Doch das ist heute nicht mehr so. Die Antragskommission, das „Bestattungsinstitut für alles, was dem Partei-frieden abträglich sein könnte“ (Spiegel), nahm das Hessen-Papier als Grundlage und schrieb es um: Jetzt werden auch außerhalb der Ehe „Werte gelebt ..., die grundlegend für unsere Gesellschaft sind“. Die nichtssagenden Formulierungen werden zusammengepackt mit Hinweisen auf ein im kommenden Jahr erwartetes Urteil des Verfassungsgerichts, das man dann „umsetzen“ müsse. Der Verweis auf Karlsruhe zeigt: Die CDU will sich gar nicht entscheiden. Lehnt das Gericht das Splitting für Schwule ab, atmen die ländlichen Verbände vielleicht auf und warten gespannt auf das nächste Urteil, das dann gewiß anders aussehen wird. Das Abwarten, Wegducken, Nichtgestalten und Devotentum hat nicht nur gegenüber Europa Methode. Merkel lebt allerdings prima mit dieser Richtungs- und Orientierungslosigkeit, die sie selbst mit den Begriffen Freiheit, Solidarität, Gerechtigkeit und christlichem Menschenbild zu vertuschen versucht.

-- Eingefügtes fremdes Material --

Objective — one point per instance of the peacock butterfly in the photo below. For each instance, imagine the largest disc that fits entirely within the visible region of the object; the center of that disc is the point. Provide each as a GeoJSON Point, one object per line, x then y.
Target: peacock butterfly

Die CDU ist wegen ihrer inhaltlichen Leere derzeit theoretisch mit jeder anderen Partei koalitionsfähig, die Linkspartei vielleicht noch ausgenommen. Mit ihrer personellen und inhaltlichen Beliebigkeit ist die Union längst überflüssig. Wenn der Wähler das begreift, und er wird es irgendwann begreifen, geht die CDU den Weg ihrer italienischen Schwester Democrazia Christiana und weiterer ehemaliger C-Parteien – den Weg in die Vergessenheit.